古川ロッパ昭和日記』という本が4巻でている。ロッパはその日の出来事を事項別にメモしたノートに記し、その翌朝、ノート類をもとに日記に付けていた。日記の総量は400字詰め原稿用紙3万枚以上というから、本100冊分に相当する膨大な量だ。1年4冊ほどだ。1934年1月1日から死の直前の1960年12月25日までロッパの日記は、その日の行動を挙げていく。舞台の感想、新年の決意、金の苦労、食い物談義、酒バカの様子、仕事への意欲などが垣間見えて興味深い。少し読んでみよう。

「昭和八年度は、活躍開始の記憶すべき年だった。、、、「笑の王国」は、今年何うなるか、古川緑波は何うなるか、昭和九年こそ自重すべく、ます/\ハリ切るべき年である。」は、昭和9年の「前年記」。昭和十年は、浅草から丸の内へといふ、僕にとっての一大転機の年として記念すべき年であった。」は昭和11年の前年記から。

以下、昭和11年の元旦から。短い間に、役者修業もし、ショウマン的苦労もした。 すべては、これから。準備は出来た! これから出帆である。 役者となりて五年目の春、いざ、はり切って進まんかな。」「 京都の客は、女が多く、よく笑ふ。但し、ニュース的神経はなく、たゞ可笑しいものが可笑しいと云った型なり。
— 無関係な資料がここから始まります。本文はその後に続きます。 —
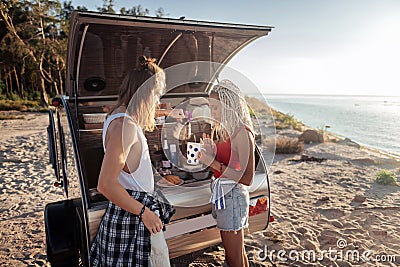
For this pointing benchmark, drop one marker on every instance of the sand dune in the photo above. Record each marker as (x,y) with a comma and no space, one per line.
(319,207)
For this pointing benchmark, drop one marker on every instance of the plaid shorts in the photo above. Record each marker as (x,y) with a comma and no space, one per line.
(122,238)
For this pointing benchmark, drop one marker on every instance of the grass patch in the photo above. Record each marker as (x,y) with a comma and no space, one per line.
(385,177)
(288,145)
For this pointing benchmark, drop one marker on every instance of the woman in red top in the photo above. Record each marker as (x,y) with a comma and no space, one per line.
(232,158)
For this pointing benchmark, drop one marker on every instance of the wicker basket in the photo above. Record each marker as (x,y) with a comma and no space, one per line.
(94,118)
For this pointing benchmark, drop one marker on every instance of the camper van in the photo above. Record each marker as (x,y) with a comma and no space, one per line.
(102,48)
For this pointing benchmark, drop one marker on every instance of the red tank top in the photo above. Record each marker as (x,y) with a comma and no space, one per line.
(227,156)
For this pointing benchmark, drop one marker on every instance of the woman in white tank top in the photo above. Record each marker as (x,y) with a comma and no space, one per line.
(126,176)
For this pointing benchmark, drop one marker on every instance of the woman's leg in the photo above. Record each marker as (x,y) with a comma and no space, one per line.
(234,248)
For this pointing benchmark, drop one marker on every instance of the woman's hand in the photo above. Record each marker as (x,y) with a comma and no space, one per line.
(151,221)
(205,158)
(207,144)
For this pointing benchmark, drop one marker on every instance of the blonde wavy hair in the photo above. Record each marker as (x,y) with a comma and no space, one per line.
(234,110)
(138,92)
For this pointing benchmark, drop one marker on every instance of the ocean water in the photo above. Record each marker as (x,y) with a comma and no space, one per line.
(372,121)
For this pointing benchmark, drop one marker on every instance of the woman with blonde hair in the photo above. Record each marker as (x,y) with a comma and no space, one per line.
(232,158)
(134,215)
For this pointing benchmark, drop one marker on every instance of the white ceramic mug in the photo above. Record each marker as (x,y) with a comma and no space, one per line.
(192,153)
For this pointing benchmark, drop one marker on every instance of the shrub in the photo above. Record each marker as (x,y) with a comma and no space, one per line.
(386,177)
(288,145)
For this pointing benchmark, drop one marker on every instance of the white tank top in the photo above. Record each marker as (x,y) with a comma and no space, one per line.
(142,178)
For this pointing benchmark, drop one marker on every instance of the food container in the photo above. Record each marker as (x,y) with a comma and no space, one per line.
(202,175)
(181,173)
(94,118)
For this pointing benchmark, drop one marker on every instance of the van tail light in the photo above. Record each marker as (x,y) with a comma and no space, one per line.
(258,205)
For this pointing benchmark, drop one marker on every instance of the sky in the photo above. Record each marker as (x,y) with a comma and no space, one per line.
(340,47)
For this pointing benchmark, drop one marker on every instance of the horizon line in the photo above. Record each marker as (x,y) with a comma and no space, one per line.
(311,94)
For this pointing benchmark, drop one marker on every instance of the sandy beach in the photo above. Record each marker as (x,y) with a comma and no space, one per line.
(333,208)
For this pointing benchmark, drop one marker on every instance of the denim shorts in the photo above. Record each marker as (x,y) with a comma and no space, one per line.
(235,215)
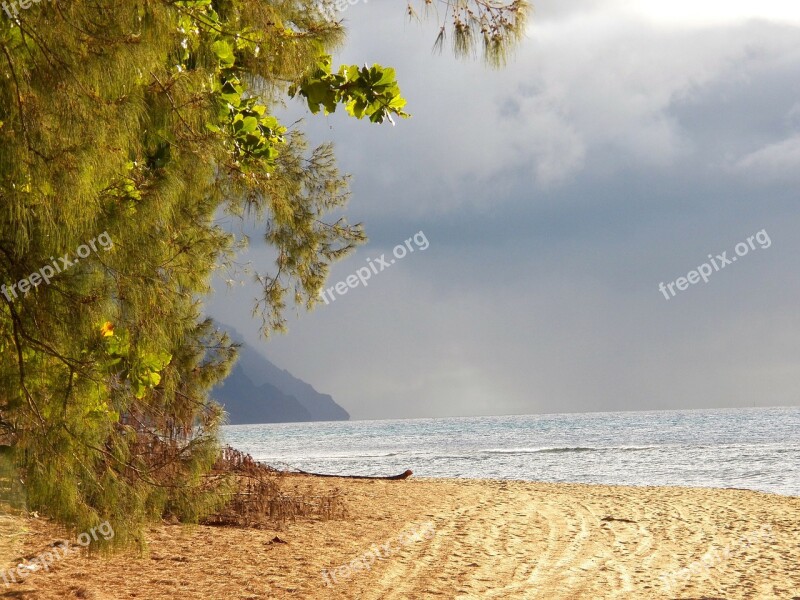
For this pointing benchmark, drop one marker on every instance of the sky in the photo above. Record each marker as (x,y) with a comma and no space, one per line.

宝塚はインテリ風、京都は一口に素直と云ふべきか――さて名古屋は何んなものか。」「ホテルへ帰り、仕事するつもりが徳山・岸井・三益乗込みで話し込んでしまひ、一時になった。それから原稿紙出して仕事にかゝる。」「昨夜はそれでも十枚ばかり書いた、ねたのは四時近い、今夜徹宵で書き上げる気だ。」

私も毎日ブログを書いているので参考になる。ロッパの日記では、必ず前年の総括をして、新年の抱負を簡潔に述べている。この点は私と同じだ。計画、実行、総括のサイクルが回っている。そして31歳の年から57歳の26年間、毎日その日その日の行動記録を日記として書き綴ったのは、自分が歴史をつくっているという意識があったからだろう。26年間というと阿久悠日記を思い出す。阿久悠も亡くなる70歳まで26年間、毎日日記を書いていた。私はまだ15年。ロッパの日記は青空文庫でも読めるので読んでみよう。